The farmers were on strike as well. "The government is going to give us free electricity. And a lot of our loans are written off and a lot of us don't pay any income taxes. But we need free fertilizer and seeds and water and this agitation will not stop till our demands are met. We belong to the 'channa daal sowing' caste. The government should stop the repression of our caste and improve our lot". The rural areas were anyway turned into near war zones by the sympathizers of People's War Group and their Naxalite counterparts. On tuesdays, thursdays and saturdays there were dharnas in sympathy of LTTE Tigers and on other days there were dharnas against the LTTE. The BJP and the other organizations are already on a relay-hunger strike. This is an interesting concept. You go on a hunger strike for eight hours and then someone else will take over your spot. This way you go on a hunger strike and still don't kill yourself.
"At least the South is insulated from a lot of goings on." said my friend "In the East, the ULFA (United Liberation Front of Assam) is on a war footing and life is paralyzed. They have a nexus with LTTE and AP naxalites. In Punjab, at least a dozen people are killed everyday. Kashmir is another story. Then there are movements for a separate statehood for Jharkhand. The hindi heartland is terrorized by VHP. Add to this other assorted caste and communal violence. India is one big jungle, like it used to be, eons ago."
"I have visited India so many times since I moved to the US." I remarked in response "I have never seen so much civil strife any time. I think the quality of civil life is probably the worst since independence. The next time on, you people should vote for some strong persons to power who would control the situation and get the country running, whatever maybe her political ideology. I don't know how you guys even manage to live and maintain your sanity."
"Thanks for being condescending. You know, NRI guys like you expect miracles in India. You guys can't stand Indian conditions even for a few weeks of your visit even though millions of us are having to put up with this throughout our lives. And you lived in India only a short while ago"

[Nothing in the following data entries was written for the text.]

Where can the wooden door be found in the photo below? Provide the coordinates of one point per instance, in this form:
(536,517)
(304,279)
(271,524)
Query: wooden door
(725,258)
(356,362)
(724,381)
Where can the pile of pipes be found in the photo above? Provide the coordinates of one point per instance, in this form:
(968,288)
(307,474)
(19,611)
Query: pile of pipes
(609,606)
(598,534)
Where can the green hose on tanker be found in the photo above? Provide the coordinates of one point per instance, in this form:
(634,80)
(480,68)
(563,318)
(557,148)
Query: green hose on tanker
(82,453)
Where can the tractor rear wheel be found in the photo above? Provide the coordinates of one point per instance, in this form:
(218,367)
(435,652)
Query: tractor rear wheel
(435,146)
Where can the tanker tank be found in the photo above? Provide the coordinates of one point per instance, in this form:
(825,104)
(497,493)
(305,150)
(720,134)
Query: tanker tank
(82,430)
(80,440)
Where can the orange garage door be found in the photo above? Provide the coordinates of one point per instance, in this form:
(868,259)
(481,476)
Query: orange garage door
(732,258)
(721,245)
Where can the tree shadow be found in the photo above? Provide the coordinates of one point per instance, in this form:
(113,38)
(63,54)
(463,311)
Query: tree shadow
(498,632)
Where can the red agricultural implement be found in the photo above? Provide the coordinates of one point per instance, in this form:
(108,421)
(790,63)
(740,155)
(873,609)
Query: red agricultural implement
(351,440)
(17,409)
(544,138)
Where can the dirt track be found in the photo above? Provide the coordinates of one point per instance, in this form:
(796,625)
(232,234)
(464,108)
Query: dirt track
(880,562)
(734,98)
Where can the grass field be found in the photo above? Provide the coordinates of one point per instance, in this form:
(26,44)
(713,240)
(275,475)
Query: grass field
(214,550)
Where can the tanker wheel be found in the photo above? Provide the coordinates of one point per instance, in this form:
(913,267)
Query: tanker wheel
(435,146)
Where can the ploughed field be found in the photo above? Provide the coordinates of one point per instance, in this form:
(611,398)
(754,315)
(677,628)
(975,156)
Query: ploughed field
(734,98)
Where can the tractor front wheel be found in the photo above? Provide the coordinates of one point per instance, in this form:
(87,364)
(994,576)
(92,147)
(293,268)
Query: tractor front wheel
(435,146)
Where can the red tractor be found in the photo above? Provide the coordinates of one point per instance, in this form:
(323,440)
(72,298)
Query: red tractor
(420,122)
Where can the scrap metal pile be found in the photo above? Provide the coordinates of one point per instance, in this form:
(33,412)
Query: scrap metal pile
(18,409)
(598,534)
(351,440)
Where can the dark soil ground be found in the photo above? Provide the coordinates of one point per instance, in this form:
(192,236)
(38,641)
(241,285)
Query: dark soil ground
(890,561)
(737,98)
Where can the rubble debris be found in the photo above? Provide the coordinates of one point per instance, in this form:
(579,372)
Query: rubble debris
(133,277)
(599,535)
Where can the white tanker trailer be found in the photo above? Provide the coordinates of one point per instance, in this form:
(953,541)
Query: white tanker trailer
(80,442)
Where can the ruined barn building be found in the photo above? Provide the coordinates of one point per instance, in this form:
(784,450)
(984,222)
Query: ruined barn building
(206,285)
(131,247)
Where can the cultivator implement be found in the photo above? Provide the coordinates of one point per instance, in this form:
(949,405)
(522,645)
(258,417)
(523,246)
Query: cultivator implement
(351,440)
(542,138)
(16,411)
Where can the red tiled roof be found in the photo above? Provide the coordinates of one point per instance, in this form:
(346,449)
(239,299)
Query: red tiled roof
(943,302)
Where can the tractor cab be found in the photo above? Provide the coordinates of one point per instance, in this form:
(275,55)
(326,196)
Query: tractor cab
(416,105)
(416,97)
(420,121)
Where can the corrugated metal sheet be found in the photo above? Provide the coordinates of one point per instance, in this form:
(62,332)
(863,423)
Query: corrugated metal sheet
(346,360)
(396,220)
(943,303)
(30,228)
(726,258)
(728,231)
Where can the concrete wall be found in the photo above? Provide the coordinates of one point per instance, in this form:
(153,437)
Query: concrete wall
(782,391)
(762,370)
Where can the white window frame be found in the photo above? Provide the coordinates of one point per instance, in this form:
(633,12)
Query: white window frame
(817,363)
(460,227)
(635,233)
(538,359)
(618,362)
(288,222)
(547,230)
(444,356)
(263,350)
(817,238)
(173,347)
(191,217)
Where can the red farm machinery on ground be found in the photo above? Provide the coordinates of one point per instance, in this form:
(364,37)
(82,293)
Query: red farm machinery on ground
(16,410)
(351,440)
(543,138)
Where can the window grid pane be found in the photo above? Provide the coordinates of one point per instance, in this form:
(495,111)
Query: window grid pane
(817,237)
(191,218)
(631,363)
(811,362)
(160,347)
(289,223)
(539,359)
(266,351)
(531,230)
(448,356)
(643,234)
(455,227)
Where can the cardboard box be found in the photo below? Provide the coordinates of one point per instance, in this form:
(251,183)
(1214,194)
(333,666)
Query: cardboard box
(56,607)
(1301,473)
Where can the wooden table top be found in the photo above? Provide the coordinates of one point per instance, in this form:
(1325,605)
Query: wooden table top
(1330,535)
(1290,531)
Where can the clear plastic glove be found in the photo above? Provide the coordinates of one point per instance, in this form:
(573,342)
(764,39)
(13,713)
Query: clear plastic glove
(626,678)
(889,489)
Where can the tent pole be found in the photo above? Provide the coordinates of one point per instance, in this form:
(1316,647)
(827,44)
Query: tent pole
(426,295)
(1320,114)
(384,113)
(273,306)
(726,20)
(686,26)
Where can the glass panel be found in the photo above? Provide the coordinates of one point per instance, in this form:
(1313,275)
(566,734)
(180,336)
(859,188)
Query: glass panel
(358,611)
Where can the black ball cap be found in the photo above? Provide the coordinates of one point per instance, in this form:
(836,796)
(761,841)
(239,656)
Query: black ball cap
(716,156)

"No no, my point was more in the sense of ...."
My friend wasn't listening. He went on. "You are greatly inconvenienced by train delays, people not standing in line, corruption, people not being punctual, offices not working efficiently, traffic not moving smoothly and so forth. You have a ready solution for everything .."
"No no, you misunderstood me. We too discuss these things at length on bboards and Indian problems are foremost in our minds."
"How can you be sensitive to all this ? After all, you come here to cleanse your guilt and do a lot of shopping, be it shopping for spices or wives. You flash your dollars and green cards and then go back home to your Honda Accords. We don't need you and your pathetic sounding American accents. Down with NRIs."
His clarion call immediately attracted the attention of several youths, which progressed into a large crowd chanting "We don't need escapists" "Down with NRI unpatriotic dogs". The shops closed their shutters one more time. The traffic came to a standstill. I quickly hailed a cab, (the cheaper auto-scooter richshaws were on strike, remember ?) promised him a hefty tip and rushed to my concert, to which I had a front row ticket.